As the Internet democratizes publishing and companies build databases containing other people's work, similar court challenges may increase.
In a table-turning episode in the digital copyright wars, four teenagers are suing a business for allegedly trampling on their copyrights. Their product: homework.
The saga began last year when McLean High School in Virginia adopted a widely used antiplagiarism service called Turnitin. Under the system, students electronically submit essays to be stored and compared against millions of others in a massive database. Teachers can see if students are lifting work – a valuable tool given that research has found that 40 percent of undergraduate students admit to copying and pasting passages from websites.
But the setup rankled some students, who argued they shouldn't have to surrender their personal writing and persuasive essays – along with their names and e-mail addresses – to a computer bank in California.
"The suit is not about plagiarism; it's about the school forcing the students to turn their work over to a for-profit company," says Kevin Wade Sr., the father of a plaintiff. His son, a freshman in high school, whom Mr. Wade describes as a good student, "felt it was a privacy issue, and also [creates] an assumption of guilt."
Turnitin's creator, however, insists the gathered material goes no further than teachers and students, and is kept for the beneficial – and legal – purposes of stopping the scourge of plagiarism.
"This is really a social good to make sure that students who are not doing their own work are not rewarded for that," says John Barrie, president of the Oakland-based iParadigms, the company behind Turnitin.
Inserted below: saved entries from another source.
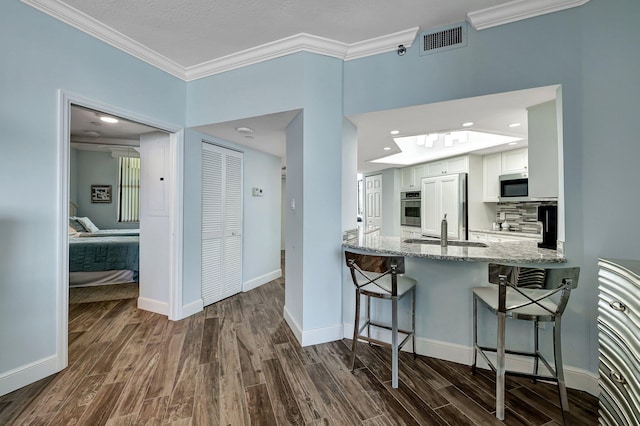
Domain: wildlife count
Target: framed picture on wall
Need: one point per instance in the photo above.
(100, 193)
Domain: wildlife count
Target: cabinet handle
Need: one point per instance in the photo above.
(618, 305)
(617, 377)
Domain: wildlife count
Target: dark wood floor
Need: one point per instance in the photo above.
(237, 363)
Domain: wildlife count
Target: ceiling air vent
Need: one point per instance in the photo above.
(445, 38)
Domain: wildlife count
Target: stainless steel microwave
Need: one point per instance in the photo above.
(410, 208)
(514, 187)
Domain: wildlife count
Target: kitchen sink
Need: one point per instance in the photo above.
(456, 243)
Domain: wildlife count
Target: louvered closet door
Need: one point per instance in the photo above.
(221, 223)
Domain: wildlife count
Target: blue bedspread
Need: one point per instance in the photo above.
(104, 254)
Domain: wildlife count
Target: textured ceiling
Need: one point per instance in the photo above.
(191, 32)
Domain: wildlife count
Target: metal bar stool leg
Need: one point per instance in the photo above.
(356, 328)
(536, 350)
(394, 342)
(557, 354)
(413, 321)
(475, 335)
(500, 368)
(368, 312)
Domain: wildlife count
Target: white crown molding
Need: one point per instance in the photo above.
(296, 43)
(97, 29)
(486, 18)
(517, 10)
(302, 43)
(387, 43)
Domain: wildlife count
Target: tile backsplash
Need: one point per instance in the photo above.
(521, 216)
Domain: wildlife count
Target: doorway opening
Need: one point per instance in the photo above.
(102, 198)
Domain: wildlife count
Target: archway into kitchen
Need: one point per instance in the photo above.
(484, 137)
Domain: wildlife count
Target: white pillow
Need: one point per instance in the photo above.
(88, 225)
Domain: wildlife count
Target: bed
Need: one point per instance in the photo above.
(99, 257)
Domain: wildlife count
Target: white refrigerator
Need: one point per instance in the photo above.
(446, 194)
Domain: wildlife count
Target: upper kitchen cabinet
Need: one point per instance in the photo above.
(411, 177)
(543, 150)
(491, 170)
(515, 161)
(448, 166)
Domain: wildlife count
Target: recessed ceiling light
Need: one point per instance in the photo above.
(108, 119)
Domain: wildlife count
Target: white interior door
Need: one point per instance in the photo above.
(450, 196)
(221, 223)
(155, 222)
(373, 194)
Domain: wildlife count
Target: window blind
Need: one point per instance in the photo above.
(129, 189)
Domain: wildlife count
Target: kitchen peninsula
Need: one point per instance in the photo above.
(445, 276)
(506, 252)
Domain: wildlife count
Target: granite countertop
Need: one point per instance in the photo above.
(508, 252)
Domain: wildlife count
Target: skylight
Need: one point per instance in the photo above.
(426, 147)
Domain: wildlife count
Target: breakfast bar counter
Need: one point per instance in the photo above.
(506, 252)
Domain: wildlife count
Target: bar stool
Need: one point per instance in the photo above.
(381, 277)
(530, 294)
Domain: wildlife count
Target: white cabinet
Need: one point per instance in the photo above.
(493, 238)
(411, 177)
(491, 170)
(515, 161)
(441, 195)
(410, 232)
(448, 166)
(478, 236)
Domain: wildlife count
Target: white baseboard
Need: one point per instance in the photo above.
(315, 336)
(293, 325)
(262, 279)
(190, 309)
(575, 378)
(153, 305)
(27, 374)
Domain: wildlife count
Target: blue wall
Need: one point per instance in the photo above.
(39, 56)
(589, 50)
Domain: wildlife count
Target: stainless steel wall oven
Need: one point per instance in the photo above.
(410, 208)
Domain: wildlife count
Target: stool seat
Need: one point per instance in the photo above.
(383, 286)
(381, 277)
(519, 306)
(531, 294)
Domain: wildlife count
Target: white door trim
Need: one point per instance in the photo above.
(65, 99)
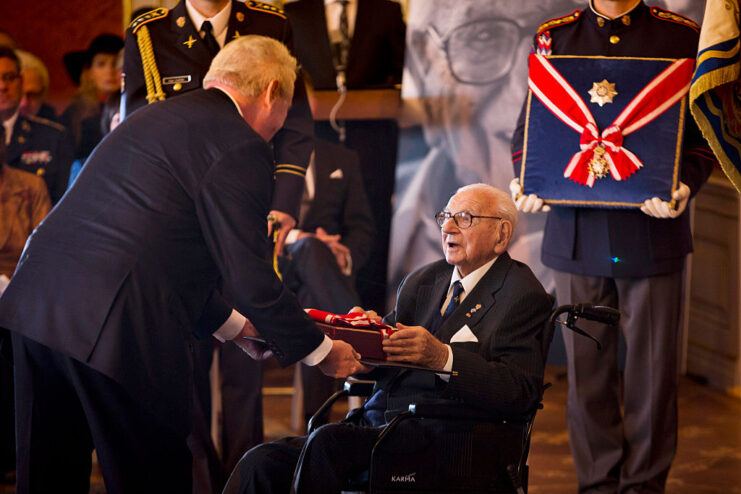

Top copyright lawyers say both sides have compelling arguments. The Turnitin case highlights the mounting tensions between the social utility and economic value of searchable databases, and the ire they provoke over issues of privacy and profiting from another's work.
"There are a lot of businesses that depend on making [digital] copies in order to index, or make things searchable, or create filters, or [perform] matching. All of these kinds of things today are valuable and in high demand," says Fred von Lohmann, a lawyer with the Electronic Frontier Foundation in San Francisco. "You'll see a lot more cases involving indexing copy."